It would indeed work best in domains that allow machine verification, because then there's an easily computed ground-truth RL signal for training the meta-heuristic. Run each CoT through a proof verifier/an array of unit tests, then assign reward based on that. The learned meta-heuristics can then just internalize that machine verifier. (I. e., they'd basically copy the proof-verifier into the meta-heuristics. Then (a) once a spread of CoTs is generated, it can easily prune those that involve mathematically invalid steps, and (b) the LLM would become ever-more-unlikely to generate a CoT that involves mathematically invalid steps to begin with.)
However, arguably, the capability gains could transfer to domains outside math/programming.
There are two main possibilities here:
- You can jury-rig "machine verification" for "soft domains" by having an LLM inspect the spread of ideas it generated (e. g., 100 business plans), then pick the best one, using the LLM's learned intuition as the reward function. (See e. g. how Constitutional AI works, compared to RLHF.)
- You can hope that the meta-heuristics, after being trained on math/programming, learn some general-purpose "taste", an ability to tell which CoTs are better or worse, in a way that automatically generalizes to "soft" domains (perhaps with some additional fine-tuning using the previous idea).
That said, empirically, if we compare o1-full to Claude Sonnet 3.5.1, it doesn't seem that the former dominates the latter in "soft" domains as dramatically as it does at math. So the transfer, if it happens at all, isn't everything AI researchers could hope for.

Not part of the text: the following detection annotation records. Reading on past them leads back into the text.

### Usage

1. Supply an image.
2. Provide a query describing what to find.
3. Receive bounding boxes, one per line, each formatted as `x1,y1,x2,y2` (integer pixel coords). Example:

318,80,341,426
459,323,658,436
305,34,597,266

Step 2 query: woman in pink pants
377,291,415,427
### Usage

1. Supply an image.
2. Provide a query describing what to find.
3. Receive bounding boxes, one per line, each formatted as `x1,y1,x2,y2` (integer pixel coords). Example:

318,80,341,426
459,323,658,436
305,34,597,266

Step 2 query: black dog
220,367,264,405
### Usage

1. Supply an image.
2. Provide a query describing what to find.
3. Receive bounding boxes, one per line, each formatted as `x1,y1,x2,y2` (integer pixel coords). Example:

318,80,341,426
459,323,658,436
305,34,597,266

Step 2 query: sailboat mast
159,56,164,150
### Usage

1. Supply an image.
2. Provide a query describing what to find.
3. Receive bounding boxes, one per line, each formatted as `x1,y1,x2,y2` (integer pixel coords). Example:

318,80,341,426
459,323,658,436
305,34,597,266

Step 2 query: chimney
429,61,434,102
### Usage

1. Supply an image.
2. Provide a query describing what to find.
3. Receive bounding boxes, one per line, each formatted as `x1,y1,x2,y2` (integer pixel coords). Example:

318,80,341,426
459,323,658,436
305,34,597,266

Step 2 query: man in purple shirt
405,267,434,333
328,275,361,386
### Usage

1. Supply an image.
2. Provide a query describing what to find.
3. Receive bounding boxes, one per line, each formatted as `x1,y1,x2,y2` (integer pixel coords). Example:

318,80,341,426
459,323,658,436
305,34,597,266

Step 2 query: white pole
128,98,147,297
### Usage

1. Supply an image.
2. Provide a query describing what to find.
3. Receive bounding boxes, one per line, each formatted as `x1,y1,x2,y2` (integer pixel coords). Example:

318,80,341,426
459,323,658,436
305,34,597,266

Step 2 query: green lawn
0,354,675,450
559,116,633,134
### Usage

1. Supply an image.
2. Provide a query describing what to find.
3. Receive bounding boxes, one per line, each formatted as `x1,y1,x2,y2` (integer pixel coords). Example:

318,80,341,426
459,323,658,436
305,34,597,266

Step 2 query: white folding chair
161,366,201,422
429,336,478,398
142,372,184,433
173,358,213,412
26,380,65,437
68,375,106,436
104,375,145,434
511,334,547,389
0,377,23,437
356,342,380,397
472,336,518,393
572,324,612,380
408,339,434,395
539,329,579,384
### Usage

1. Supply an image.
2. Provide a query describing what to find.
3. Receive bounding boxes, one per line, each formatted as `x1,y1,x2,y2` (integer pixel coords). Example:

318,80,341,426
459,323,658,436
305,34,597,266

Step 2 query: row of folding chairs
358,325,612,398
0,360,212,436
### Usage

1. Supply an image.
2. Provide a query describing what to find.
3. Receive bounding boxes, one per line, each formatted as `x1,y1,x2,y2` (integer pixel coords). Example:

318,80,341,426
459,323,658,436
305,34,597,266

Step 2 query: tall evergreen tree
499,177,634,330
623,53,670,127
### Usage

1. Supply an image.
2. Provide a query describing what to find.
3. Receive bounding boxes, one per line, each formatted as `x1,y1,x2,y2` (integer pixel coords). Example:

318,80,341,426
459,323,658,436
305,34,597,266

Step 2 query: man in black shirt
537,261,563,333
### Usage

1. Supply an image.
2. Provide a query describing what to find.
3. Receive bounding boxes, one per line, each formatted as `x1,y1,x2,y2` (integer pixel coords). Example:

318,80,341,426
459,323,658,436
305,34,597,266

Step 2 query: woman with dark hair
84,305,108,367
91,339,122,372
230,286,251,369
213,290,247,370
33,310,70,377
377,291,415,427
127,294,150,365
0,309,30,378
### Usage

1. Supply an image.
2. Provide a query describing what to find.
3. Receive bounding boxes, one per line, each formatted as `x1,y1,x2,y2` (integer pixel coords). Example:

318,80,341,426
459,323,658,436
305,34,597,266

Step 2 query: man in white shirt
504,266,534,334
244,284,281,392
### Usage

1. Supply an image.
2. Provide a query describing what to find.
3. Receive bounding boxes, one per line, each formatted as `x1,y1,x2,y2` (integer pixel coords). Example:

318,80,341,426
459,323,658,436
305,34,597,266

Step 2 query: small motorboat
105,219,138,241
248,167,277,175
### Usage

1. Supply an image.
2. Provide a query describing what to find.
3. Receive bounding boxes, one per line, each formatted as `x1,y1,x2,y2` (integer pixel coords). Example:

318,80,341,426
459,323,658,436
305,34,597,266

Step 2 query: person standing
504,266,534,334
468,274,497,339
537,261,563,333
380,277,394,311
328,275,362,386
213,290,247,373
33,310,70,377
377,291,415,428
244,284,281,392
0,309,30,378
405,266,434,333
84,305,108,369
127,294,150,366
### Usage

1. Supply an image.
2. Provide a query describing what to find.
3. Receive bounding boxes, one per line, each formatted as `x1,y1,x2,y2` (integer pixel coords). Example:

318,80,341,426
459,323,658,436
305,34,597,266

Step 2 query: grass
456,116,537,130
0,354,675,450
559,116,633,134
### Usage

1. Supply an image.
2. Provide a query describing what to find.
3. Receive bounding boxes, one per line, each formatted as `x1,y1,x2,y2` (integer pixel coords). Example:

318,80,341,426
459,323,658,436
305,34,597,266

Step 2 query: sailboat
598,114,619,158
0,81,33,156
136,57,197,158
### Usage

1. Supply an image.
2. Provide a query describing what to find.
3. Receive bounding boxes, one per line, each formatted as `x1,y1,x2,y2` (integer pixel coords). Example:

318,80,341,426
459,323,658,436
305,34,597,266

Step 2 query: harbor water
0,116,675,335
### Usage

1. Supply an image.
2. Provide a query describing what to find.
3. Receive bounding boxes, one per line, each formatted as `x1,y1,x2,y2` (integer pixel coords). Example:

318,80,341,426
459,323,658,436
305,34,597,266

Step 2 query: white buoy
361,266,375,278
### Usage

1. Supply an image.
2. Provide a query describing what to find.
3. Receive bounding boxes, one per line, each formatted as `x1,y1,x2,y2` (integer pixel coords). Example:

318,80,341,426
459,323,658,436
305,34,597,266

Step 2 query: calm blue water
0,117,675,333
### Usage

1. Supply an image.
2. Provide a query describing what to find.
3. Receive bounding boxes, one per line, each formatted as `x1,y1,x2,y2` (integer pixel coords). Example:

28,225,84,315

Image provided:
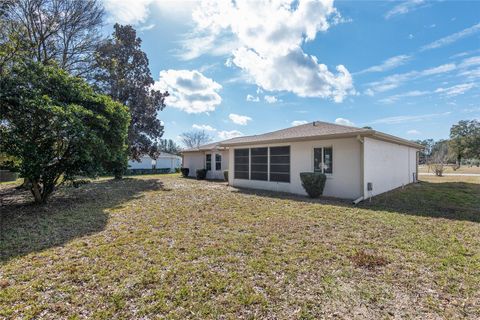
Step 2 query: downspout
353,135,365,205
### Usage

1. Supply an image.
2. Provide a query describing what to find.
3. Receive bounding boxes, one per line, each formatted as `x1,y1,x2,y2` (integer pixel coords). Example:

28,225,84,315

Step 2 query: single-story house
128,152,182,172
183,121,423,201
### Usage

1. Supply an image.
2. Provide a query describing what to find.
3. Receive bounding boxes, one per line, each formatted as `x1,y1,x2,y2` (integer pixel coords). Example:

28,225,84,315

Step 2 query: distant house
183,121,422,199
128,152,182,172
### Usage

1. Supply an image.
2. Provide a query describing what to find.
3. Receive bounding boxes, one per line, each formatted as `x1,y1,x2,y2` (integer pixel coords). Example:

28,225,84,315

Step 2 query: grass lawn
418,165,480,174
0,175,480,319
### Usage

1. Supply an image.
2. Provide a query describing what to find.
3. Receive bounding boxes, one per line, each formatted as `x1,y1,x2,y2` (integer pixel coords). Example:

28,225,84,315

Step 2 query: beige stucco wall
229,138,362,199
364,138,417,198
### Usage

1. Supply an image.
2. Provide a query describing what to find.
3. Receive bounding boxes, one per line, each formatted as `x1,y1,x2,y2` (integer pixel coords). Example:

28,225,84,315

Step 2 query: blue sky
104,0,480,142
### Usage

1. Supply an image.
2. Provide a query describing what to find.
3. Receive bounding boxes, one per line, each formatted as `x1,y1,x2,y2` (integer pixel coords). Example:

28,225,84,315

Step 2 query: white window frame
205,153,212,171
215,153,223,171
312,145,334,177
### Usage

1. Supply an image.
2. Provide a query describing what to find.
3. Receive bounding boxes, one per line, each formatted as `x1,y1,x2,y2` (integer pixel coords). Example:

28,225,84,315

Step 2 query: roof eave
371,130,424,150
220,129,373,147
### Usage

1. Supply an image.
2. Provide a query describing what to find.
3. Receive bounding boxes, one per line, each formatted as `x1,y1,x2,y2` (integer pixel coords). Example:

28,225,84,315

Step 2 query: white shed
128,152,182,172
183,121,422,199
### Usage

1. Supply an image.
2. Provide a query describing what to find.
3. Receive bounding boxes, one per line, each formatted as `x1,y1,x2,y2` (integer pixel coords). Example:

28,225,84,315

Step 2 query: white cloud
103,0,154,25
365,63,457,96
263,95,281,103
458,56,480,68
435,83,475,97
154,70,222,113
292,120,308,127
103,0,198,25
138,23,155,31
335,118,355,127
385,0,425,19
184,0,354,102
356,54,411,74
380,90,431,103
228,113,252,126
192,124,217,131
218,130,243,140
233,48,354,102
420,23,480,51
371,112,451,124
407,129,421,136
458,68,480,80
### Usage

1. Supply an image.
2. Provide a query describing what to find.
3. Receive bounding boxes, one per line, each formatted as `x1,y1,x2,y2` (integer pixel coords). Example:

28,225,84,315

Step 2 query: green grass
0,175,480,319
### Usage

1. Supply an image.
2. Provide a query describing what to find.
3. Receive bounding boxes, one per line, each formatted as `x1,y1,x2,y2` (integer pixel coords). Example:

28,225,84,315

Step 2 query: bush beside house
300,172,327,198
180,168,190,178
197,169,207,180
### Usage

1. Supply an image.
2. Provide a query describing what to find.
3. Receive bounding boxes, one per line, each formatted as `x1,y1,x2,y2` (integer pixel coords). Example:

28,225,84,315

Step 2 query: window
313,147,333,174
250,148,268,181
323,147,333,174
234,149,250,180
270,146,290,182
205,154,212,171
215,153,222,171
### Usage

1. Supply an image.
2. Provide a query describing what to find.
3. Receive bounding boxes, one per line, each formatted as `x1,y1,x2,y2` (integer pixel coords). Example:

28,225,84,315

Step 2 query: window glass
205,154,212,170
313,148,322,172
313,147,333,174
323,147,333,173
215,153,222,171
234,149,250,180
270,146,290,182
250,148,268,181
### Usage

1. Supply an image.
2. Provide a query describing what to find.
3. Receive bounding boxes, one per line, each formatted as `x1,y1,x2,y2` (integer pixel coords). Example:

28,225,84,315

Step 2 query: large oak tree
0,62,130,203
95,24,168,160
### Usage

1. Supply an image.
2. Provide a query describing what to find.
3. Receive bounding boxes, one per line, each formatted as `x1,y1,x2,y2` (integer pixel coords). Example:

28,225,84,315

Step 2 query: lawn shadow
232,181,480,222
359,181,480,223
0,178,164,263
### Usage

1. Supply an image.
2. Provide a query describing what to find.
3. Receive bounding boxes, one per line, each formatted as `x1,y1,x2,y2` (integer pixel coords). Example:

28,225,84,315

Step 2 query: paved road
418,172,480,177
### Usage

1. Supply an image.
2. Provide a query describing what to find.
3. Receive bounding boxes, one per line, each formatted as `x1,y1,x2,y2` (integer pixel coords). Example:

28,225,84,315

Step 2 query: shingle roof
183,121,423,152
220,121,372,146
182,142,223,152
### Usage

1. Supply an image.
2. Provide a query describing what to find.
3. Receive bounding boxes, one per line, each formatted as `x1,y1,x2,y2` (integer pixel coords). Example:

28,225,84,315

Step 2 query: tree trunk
30,181,43,203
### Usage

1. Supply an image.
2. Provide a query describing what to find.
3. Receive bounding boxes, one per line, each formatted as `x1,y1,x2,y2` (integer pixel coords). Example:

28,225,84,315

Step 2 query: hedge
300,172,327,198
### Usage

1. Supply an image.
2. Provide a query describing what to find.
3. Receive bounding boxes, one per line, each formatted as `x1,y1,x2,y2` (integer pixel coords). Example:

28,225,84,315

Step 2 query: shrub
197,169,207,180
429,163,445,177
180,168,190,178
71,179,91,188
300,172,327,198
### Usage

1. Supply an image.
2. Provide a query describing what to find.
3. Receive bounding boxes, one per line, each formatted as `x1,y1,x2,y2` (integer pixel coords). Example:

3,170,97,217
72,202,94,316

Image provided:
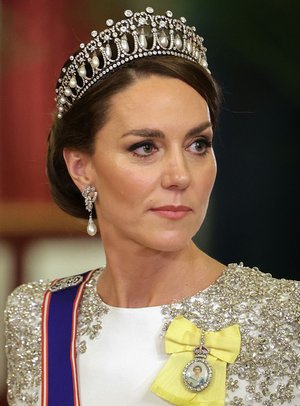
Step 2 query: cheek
95,161,155,204
197,160,217,198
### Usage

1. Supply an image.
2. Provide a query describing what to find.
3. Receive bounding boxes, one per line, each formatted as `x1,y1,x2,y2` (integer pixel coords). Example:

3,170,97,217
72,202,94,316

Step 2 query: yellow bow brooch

Also, there's another subtle point here:
- o1's public version doesn't seem to actually generate trees of thought in response to user queries and then pruning it. It just deterministically picks the best train of thought to pursue as judged by the learned meta-heuristic (the part of it that's guiding which trees to generate; see the previous point regarding how it doesn't just generate all possible combinations of letters, but makes judgement calls regarding that as well).
- By contrast, o3 definitely generates that tree (else it couldn't have spent thousands-of-dollars' worth of compute on individual tasks, due to the context-window limitations).
Am I understanding right that this is all just clever ways of having it come up with many different answers or subanswers or preanswers, then picking the good ones to expand upon?
The best guess based on the publicly available information is that yes, this is the case.
Why should this be good for eg proving difficult math theorems, where many humans using many different approaches have failed, so it doesn't seem like it's as simple as trying a hundred times, or even trying using a hundred different strategies?
Which strategies you're trying matters. It indeed wouldn't do much good if you just pick completely random steps/generate totally random messages. But if you've trained some heuristic for picking the best-seeming strategies among the strategy-space, and this heuristic has superhuman research taste...
What do people mean when they say that o1 and o3 have "opened up new scaling laws" and that inference-time compute will be really exciting?
That for a given LLM model being steered by a given meta-heuristic, the performance on benchmarks steadily improves with the length of CoTs / the breadth of the ToTs generated.
Why do we expect this to scale?
Straight lines on graphs go brr? Same as with the pre-training laws. We see a simple pattern, we assume it extrapolates.
What is o3 doing that you couldn't do by running o1 on more computers for longer?
I'm not sure. It's possible that a given meta-heuristic can only keep the LLM on-track for a fixed length of CoT / for a fixed breadth of ToT. You would then need to learn how to train better meta-heuristics to squeeze out more performance.
A possible explanation is that you need "more refined" tastes to pick between a broader range of CoTs. E. g., suppose that the quality of CoTs is on a 0-100 scale. Suppose you've generated a spread of CoTs, and the top 5 of them have the "ground-truth quality" of 99.6, 99.4, 98, 97, 96. Suppose your meta-heuristic is of the form Q + e, where Q is the ground-truth quality and e is some approximation-error term. If e is on the order of 0.5, then the model can't distinguish between the top 2 guesses, and picks one at random. If e is on the order of 0.05, however, it reliably picks the best guess of those five. This can scale: then, depending on how "coarse" your model's tastes are, it can pick out the best guess among 10^4, 10^5 guesses, etc.
(I. e., then the inference-time scaling law isn't just "train any good-enough meta-heuristic and pour compute", it's "we can train increasingly better meta-heuristics, and the more compute they can usefully consume at inference-time, the better the performance".)
(Also: notably, the issue with the transfer-of-performance might be that how "refined" the meta-heuristic's taste is depends on the domain. E. g., for math, the error term might be 10^-5, for programming 10^-4, and for "soft" domains, 10^-1.)
Does inference compute scaling mean that o3 will use ten supercomputers for one hour per prompt, o4 will use a hundred supercomputers for ten hours per prompt, and o5 will use a thousand supercomputers for a hundred hours per prompt?
Not necessarily. The strength of the LLM model being steered, and the quality of the meta-heuristics doing the steering, matters. GPT-5 can plausibly outperfrom o3-full for much less inference-time compute, by needing shorter CoTs. "o3.5", using the same LLM but equipped with a better-trained meta-level heuristic, can likewise outperform o3 by having a better judgement regarding which trains of thought to pursue (roughly, the best guess of o3.5 among 10 guesses would be as good as the best guess of o3 among 100 guesses).
And then if my guess regarding different meta-heuristics only being able to make use of no more than a fixed quantity of compute is right, then yes, o[3+n] models would also be able to usefully consume more raw compute.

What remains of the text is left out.